= Cartier Women's Initiative =

Entrepreneurship program

Cartier Women's Initiative is an annual international entrepreneurship program created in 2006 by the French luxury goods maker Cartier (jeweler). The initiative aims to drive change by empowering women impact entrepreneurs. It is open to women led and owned business from any nation and sector that demonstrate a strong, sustainable social or environmental impact.

== History ==
The initiative was established in 2006 through a tripartite collaboration involving Cartier (jeweler), the international management consulting firm McKinsey & Company, and the INSEAD international business school. The program was designed to target discrepancies in international venture capital, where women entrepreneurs encounter substantial barriers in closing early-stage seed round funding.

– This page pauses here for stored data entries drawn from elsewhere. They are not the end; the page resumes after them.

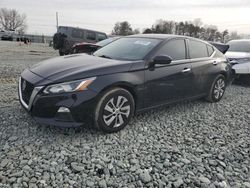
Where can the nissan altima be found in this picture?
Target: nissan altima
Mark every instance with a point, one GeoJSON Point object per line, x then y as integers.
{"type": "Point", "coordinates": [129, 75]}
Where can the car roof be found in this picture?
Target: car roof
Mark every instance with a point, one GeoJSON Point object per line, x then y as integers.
{"type": "Point", "coordinates": [164, 36]}
{"type": "Point", "coordinates": [240, 40]}
{"type": "Point", "coordinates": [62, 26]}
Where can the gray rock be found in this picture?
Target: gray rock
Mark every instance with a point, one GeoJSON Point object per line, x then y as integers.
{"type": "Point", "coordinates": [90, 183]}
{"type": "Point", "coordinates": [4, 163]}
{"type": "Point", "coordinates": [246, 184]}
{"type": "Point", "coordinates": [178, 183]}
{"type": "Point", "coordinates": [77, 167]}
{"type": "Point", "coordinates": [145, 177]}
{"type": "Point", "coordinates": [102, 184]}
{"type": "Point", "coordinates": [16, 174]}
{"type": "Point", "coordinates": [204, 179]}
{"type": "Point", "coordinates": [220, 176]}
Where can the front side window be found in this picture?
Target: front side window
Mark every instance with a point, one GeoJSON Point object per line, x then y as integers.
{"type": "Point", "coordinates": [90, 35]}
{"type": "Point", "coordinates": [128, 48]}
{"type": "Point", "coordinates": [77, 33]}
{"type": "Point", "coordinates": [176, 49]}
{"type": "Point", "coordinates": [239, 46]}
{"type": "Point", "coordinates": [197, 49]}
{"type": "Point", "coordinates": [210, 50]}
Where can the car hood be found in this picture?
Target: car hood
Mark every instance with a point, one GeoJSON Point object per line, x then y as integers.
{"type": "Point", "coordinates": [237, 55]}
{"type": "Point", "coordinates": [78, 66]}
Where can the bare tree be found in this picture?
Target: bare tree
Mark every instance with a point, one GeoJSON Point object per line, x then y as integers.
{"type": "Point", "coordinates": [11, 19]}
{"type": "Point", "coordinates": [124, 28]}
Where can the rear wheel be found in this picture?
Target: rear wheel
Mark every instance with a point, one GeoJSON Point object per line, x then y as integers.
{"type": "Point", "coordinates": [114, 110]}
{"type": "Point", "coordinates": [217, 89]}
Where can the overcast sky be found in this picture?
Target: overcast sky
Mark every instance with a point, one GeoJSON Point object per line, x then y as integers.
{"type": "Point", "coordinates": [103, 14]}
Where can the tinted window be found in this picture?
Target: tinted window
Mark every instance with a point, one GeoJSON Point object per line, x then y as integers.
{"type": "Point", "coordinates": [101, 37]}
{"type": "Point", "coordinates": [176, 49]}
{"type": "Point", "coordinates": [128, 48]}
{"type": "Point", "coordinates": [106, 41]}
{"type": "Point", "coordinates": [77, 33]}
{"type": "Point", "coordinates": [90, 35]}
{"type": "Point", "coordinates": [197, 49]}
{"type": "Point", "coordinates": [239, 46]}
{"type": "Point", "coordinates": [210, 50]}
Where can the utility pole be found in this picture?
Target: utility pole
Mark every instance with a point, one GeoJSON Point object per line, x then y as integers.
{"type": "Point", "coordinates": [57, 20]}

Over its two decades of operation, the program expanded from its foundational baseline of five regional categories to nine distinct geographic regions. In 2021, the initiative introduced its first thematic categories to incorporate technical innovations outside of regional boundaries. To mark its 2 decade anniversary in 2026, the program relocated its annual awards summit to Bangkok, Thailand, selecting a cohort of 30 global fellows.

== Prize money ==
The funding structure consists of non-dilutive cash grants distributed to the top three finalists across each of the 9 regional categories and 1 thematic award, comprising a total cohort of 30 fellows annually.

Financial rewards are categorized by final placement within each category, amounting to a total of 1.9 million USD.

- First-place awardees: USD 100,000 grant
- Second-place awardees: USD 60,000 grant
- Third-place awardees: USD 30,000 grant

== Notable fellows ==
The initiative has supported over 330 impact entrepreneurs since its inception. Notable fellows and laureates recognized by the program include:

- Ann Kihengu (2010 Africa Laureate) - Tanzanian energy distribution entrepreneur and founder of Pamoja Life, recognized for expanding solar energy and clean cookstove access in rural East Africa.
- Lianna Gunawan (2012 Asia-Pacific Laureate) - Indonesian footwear supply-chain executive and founder of Amanda Niaria, noted for introducing ethical manufacturing and community-based artisan sourcing to commercial footwear.
- Chinwe Ohajuruka (2015 Africa Laureate) - Nigerian green architect and founder of Comprehensive Design Services, specialized in producing affordable, solar-powered, and water-self-sufficient housing models for displaced populations.
- Temie Giwa-Tubosun (2020 Sub-Saharan Africa Fellow) - Nigerian health logistics pioneer and founder of LifeBank, a medical distribution company using tech and cold-chain infrastructure to deliver blood, oxygen, and vaccines to hospitals across Africa.
- Basima Abdulrahman (2021 Middle East & North Africa Laureate) - Iraqi structural engineer and founder of Kesk, recognized for establishing Iraq's first green building and sustainable engineering consultancy to build solar-powered infrastructure.